Acabei voltando ao quarto onde há quase 37 anos, no dia 15 de setembro de 1981, vir minha mãe pela última vez, recebi seu último abraço e perguntei quando voltaria para casa e mais uma vez estranhei o estado em que a doença a deixou; lugar onde, na verdade, ela só ficava deitada porque já não andava mais, onde eu ficava encantado pelo rádio que tinha na cabeceira e sempre estava sintonizado na rádio-relógio e eu atentamente ouvia os contínuos tique-taque de um relógio, a voz anunciando a hora certa a cada minuto, os locutores dizendo “Você sabia que tal coisa é assim ou assado. Você sabia?” e a anúncios como o de uma determinada empresa que cantava de galo com o preço de milho picado. A cama onde ela ficava era perto da janela e de onde se podia ver o morro em frente ao hospital, uma paisagem que não me pareceu nada familiar. À época eu ficava olhando para baixo, para a entrada, para o movimento na Sacadura Cabral.

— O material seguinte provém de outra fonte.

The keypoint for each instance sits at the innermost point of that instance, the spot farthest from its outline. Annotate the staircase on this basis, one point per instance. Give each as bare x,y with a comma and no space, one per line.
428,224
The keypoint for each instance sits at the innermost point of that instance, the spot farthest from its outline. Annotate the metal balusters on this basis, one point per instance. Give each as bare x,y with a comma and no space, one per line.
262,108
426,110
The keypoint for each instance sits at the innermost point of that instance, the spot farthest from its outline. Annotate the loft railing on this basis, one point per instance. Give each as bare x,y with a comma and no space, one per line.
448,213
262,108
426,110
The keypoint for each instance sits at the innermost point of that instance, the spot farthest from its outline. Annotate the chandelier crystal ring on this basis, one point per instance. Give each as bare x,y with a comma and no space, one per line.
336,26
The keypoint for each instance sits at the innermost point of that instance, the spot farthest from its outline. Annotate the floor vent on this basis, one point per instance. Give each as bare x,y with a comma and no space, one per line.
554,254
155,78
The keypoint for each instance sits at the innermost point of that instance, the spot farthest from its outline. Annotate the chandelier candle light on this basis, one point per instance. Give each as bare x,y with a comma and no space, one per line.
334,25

Curiosamente, não chorei ao rever tudo aquilo, embora estivesse notoriamente afetado, falando bastante para compensar a emoção vivida. Talvez, pelo fato de estar acompanhado daquele garoto de 12 anos ou pelo fato de meus colegas de turma não terem a menor noção de que o que para eles era uma novidade era para mim uma delicada reprise, um reencontro especial, meus comportamentos e reações tenham passado desapercebidos. De lá fomos ao prédio dos ambulatórios e passamos no setor de psicologia onde tivemos a chance de conversar com a psicóloga Eleonor Elizabeth, que entrou pouco depois de 1983 no setor e onde uma vez mais fui visitado por imagens do passado e por emoções que mexiam profundamente comigo.

Ironicamente, após mais uma ida ao ‘Servidores do Estado’ voltei para Seropédica. Estava de carro e não precisei andar até a Praça Mauá para pegar o Tarifa A da Eval – demorava a passar, mas rápido chegava em Seropédica – nem precisei ir até a Central do Brasil para lá pegar um Tarifa B – passava mais vezes e sempre demorava a chegar ao seu destino final. Acompanhado dos meus amigos e daquele menino de 12 anos, fomos à UFRRJ para tentar assistir uma aula de Ética na Psicologia e onde horas depois estarei dando aula até as 22:00 horas. Outros reencontros nos aguardam, pois pretendo resgatar os prontuários dos atendimentos que eu e Dona Tininha tivemos e espero que essa relação finalmente acabe. 

Às 22 e 30, cheguei à casa onde atualmente moro e que será a nova casa e lar do Marquinho que resgatei no ‘Servidores do Estado’. Ironicamente, parei o carro justamente em frente à velha casa onde ele morou e de onde, simbolicamente falando, ele saiu há trinta e cinco anos para uma sessão de terapia e por lá ficou. Outro reencontro marcado acontecia.